Chi si trovava nell'ipocentro, morì immediatamente, polverizzato. Di alcune vittime resterà soltanto l'ombra proiettata dai corpi sul cemento o dai piedi sugli zoccoli. Invece, chi si trovava a un centinaio di chilometri soffrì terribilmente a causa delle temperature infernali, delle radiazioni e dello spostamento d'aria che trasformò gli oggetti in proiettili. La bomba atomica tramutò i sopravvissuti in simulacri antropomorfi simili ai calchi di Pompei, dal corpo nero, incrostato, con la pelle che si sollevava dalla carne e pendeva o colava fusa lasciando le ossa in vista. Camminavano senza meta, sotto choc. Non si rendevano conto delle proprie condizioni, chiedevano continuamente da bere perché il solo fastidio che avvertivano distintamente era un insopportabile bruciore alla gola. Poi, di colpo, si afflosciavano in massa - come marionette - e morivano. I tessuti ustionati imputridivano. Il personale medico non sapeva come curare le ferite. E le iniezioni di vitamina A si rivelarono letali. La gente marciva viva. Nei ricoveri l'aria divenne subito irrespirabile. Nei giorni successivi, il fetore attirò nugoli di mosche che deponevano le proprie uova nelle ferite.

 

LA BOMBA CAUSÒ TRA LE 240 E LE 250 MILA VITTIME

La morte atomica aveva appena iniziato a mietere vittime: nel periodo immediatamente successivo al bombardamento, le radiazioni continuarono a corrodere le carni dei superstiti. Morirono tra le 240 e le 250 mila persone, considerando chi fu poi divorato da forme tumorali anche a distanza di anni. Molti svilupparono cheloidi: escrescenze abnormi lungo le braccia, i fianchi e le cosce. Un superstite raccontò: «Ho visto l'inferno, ci ho camminato in mezzo e mi sono lasciato sfuggire l'occasione di morire». E poi la stimmate sociale: i sopravvissuti furono banditi dalla società in quanto si temeva un irrazionale contagio da radiazioni.

 

LA CENSURA USA E IL REPORTAGE LA PESTE ATOMICA

I venti radioattivi si spinsero metaforicamente al di là del Pacifico.

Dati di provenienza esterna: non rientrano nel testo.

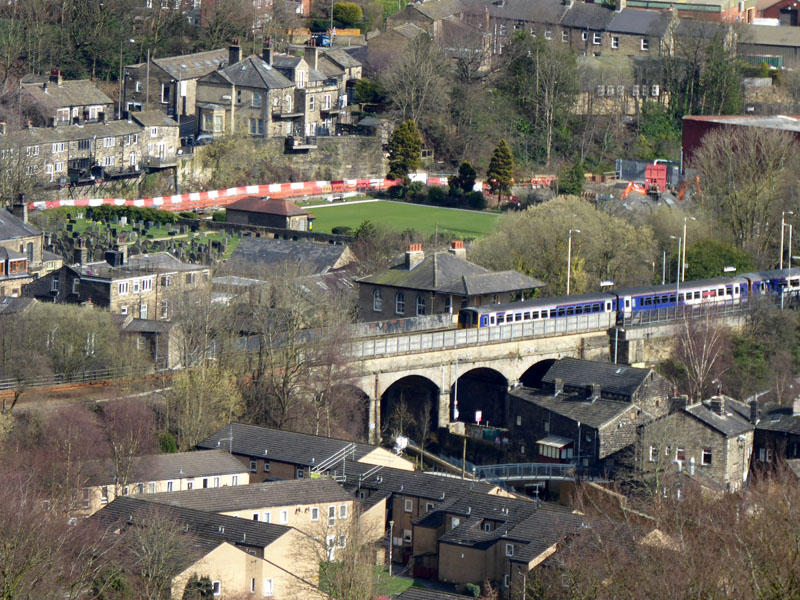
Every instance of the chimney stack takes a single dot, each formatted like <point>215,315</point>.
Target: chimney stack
<point>754,411</point>
<point>457,249</point>
<point>234,52</point>
<point>414,255</point>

I media americani inizialmente parlarono di un obiettivo militare, non civile. Quando la notizia dell'attacco a Hiroshima e Nagasaki, però, si diffuse, in molti negli Usa criticarono la decisione della Casa Bianca. A raccontare, una settimana dopo l'esplosione, l'orrore di Hiroshima sfuggendo alla censura del generale americano Douglas MacArthur fu il giornalista australiano Wilfred Burchett con un reportage pubblicato - a nome Peter Burchett per un errore - sul The Daily Express: «The Atomic Plague», La Peste Atomica, considerato lo scoop del secolo
(leggi qui il reportage).

Il reportage su Hiroshima di Burchett.

 

Il presidente Harry Truman fece allora leva sul «tradimento nipponico» di Pearl Harbour. Nessuno sapeva ancora che, in quegli stessi giorni, in Usa si stava prospettando l'eventualità di sganciare altre bombe su tutto l'arcipelago giapponese. Eppure

Winston Churchill, primo ministro britannico, affermò: «Sarebbe un errore supporre che il destino del Giappone fu suggellato dall'atomica: la sua sconfitta era certa prima che fosse sganciata la prima bomba». Nonostante questo, a Little Boy seguì Fat Man, a Hiroshima seguì Nagasaki. Washington doveva dimostrare di avere scorte interminabili della nuova, micidiale, arma destinata non alla capitolazione dell'Impero del Sol Levante ma a minacciare Mosca. La Seconda Guerra Mondiale non era ancora finita ma la Guerra Fredda era già iniziata.